À peine fûmes-nous à Thèbes (17), que nous étant soigneusement informés des biens des uns et des autres (car c’est le premier soin des gens de notre profession) nous découvrîmes un certain banquier nommé Chryseros (18) qui avoit beaucoup d’argent comptant, mais qui cachoit son opulence avec tout le soin et l’application possible, dans la crainte d’être nommé aux emplois, ou de contribuer aux charges publiques. Pour cet effet, il ne voyoit personne, et vivoit seul dans une petite maison, assez bien meublée à la vérité ; mais d’ailleurs il étoit vêtu comme un misérable, au milieu de sacs pleins d’or et d’argent qu’il ne perdoit pas de vue.

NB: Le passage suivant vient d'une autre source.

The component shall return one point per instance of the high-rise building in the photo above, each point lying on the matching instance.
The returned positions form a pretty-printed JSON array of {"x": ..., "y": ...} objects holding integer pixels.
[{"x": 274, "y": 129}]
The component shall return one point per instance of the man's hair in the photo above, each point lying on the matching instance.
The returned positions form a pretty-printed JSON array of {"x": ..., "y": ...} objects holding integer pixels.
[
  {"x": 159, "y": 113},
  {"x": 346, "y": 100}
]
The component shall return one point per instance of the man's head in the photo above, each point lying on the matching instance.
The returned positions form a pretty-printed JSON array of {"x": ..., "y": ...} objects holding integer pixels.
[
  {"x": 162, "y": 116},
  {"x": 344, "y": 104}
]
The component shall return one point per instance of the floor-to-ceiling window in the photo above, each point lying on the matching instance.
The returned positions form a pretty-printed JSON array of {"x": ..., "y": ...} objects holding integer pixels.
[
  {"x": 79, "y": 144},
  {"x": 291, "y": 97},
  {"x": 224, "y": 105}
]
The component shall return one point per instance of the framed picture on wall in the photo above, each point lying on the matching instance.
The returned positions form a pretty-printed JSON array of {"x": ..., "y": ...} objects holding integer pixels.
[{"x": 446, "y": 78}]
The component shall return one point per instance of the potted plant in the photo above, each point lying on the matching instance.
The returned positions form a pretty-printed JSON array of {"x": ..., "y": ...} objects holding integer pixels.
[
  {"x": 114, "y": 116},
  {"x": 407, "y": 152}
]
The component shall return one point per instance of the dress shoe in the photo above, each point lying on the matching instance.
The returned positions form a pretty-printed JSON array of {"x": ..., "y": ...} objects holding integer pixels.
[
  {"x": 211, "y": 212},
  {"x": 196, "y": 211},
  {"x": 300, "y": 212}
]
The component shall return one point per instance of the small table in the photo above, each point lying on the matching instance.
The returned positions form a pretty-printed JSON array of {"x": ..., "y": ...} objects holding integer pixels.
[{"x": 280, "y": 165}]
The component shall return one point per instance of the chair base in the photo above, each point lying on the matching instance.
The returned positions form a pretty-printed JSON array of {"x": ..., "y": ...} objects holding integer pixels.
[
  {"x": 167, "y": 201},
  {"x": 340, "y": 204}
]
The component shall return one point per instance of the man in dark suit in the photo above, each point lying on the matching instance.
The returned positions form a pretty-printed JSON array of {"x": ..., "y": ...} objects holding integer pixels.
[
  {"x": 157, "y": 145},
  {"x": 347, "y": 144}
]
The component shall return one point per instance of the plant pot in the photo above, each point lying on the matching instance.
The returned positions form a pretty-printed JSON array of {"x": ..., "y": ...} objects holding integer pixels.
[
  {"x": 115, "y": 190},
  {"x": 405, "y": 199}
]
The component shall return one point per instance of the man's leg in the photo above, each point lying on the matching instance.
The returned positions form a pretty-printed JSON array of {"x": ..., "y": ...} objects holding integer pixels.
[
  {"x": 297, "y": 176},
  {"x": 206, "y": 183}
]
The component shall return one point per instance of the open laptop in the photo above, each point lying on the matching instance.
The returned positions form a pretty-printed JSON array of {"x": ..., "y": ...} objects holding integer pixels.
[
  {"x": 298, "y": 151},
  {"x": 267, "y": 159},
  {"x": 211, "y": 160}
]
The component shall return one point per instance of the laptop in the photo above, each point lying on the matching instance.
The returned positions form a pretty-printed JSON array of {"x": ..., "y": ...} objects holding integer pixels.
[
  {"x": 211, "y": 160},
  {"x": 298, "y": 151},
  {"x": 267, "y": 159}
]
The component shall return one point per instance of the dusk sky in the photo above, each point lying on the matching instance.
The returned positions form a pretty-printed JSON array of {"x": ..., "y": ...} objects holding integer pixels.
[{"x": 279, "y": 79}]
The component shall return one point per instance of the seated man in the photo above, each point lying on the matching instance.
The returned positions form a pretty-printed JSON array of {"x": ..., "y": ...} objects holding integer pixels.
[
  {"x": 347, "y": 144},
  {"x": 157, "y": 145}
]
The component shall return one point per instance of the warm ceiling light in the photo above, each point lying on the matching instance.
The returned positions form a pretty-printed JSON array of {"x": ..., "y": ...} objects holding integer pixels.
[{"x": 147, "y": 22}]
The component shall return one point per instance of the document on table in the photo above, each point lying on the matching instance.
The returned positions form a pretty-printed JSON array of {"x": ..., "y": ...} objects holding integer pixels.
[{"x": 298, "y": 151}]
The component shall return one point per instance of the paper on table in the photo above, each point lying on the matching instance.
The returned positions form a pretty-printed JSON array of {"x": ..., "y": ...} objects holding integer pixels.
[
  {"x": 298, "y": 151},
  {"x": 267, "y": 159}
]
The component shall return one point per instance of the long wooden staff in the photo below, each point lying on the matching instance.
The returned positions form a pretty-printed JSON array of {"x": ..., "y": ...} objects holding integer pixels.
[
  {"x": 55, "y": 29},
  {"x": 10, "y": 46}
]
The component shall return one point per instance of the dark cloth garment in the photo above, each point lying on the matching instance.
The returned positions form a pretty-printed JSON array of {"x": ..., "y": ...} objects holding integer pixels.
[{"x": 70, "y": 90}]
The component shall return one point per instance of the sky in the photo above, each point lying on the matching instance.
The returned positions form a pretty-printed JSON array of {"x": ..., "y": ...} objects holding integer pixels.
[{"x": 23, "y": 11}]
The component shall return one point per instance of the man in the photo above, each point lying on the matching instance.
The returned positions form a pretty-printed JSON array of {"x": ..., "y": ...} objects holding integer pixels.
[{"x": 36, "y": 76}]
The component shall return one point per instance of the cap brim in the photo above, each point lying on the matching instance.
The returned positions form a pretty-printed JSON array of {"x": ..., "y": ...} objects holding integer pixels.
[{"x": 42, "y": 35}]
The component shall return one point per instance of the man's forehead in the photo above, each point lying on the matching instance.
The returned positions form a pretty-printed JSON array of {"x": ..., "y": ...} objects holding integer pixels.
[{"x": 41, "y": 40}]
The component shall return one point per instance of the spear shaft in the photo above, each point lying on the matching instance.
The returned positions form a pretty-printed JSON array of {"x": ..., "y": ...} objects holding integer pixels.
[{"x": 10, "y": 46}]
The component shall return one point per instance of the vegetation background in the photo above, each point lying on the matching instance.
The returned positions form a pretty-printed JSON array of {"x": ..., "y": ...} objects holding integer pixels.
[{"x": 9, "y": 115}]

Nous convînmes donc entre nous de commencer par lui, parce que n’ayant affaire qu’à un homme seul, nous croyions ne rencontrer aucun obstacle à nous rendre maîtres de toutes ses richesses. Nous ne perdîmes point de temps ; nous nous trouvâmes à l’entrée de la nuit devant sa porte ; mais nous ne jugeâmes pas à propos de la soulever, ni de l’ouvrir avec effort, encore moins de la rompre, de peur que le bruit que cela auroit fait, n’armât le voisinage contre nous. Lamaque donc, notre illustre chef, se confiant en son courage, passe la main tout doucement par un trou, qui servoit à fourrer la clef en dedans (19) pour ouvrir la porte, et tâchoit d’arracher la serrure.

Mais ce Chryseros, le plus méchant et le plus rusé de tous les hommes, nous épioit depuis longtemps, et remarquant ce qui se passoit, il descend sans faire le moindre bruit, et avec un grand clou poussé violemment, il perce la main de notre capitaine, et l’attache contre la porte. Le laissant ainsi cruellement cloué, comme en un gibet, il monte sur le toît de sa méchante petite maison, d’où il se met à crier de toute sa force, demandant du secours aux voisins, les appellant tous par leur nom, et les avertissant de prendre garde à eux, que le feu venoit de se mettre à sa maison. Les voisins épouvantés par la crainte d’un danger qui les regardoit de si près, accourent de tous côtés au secours.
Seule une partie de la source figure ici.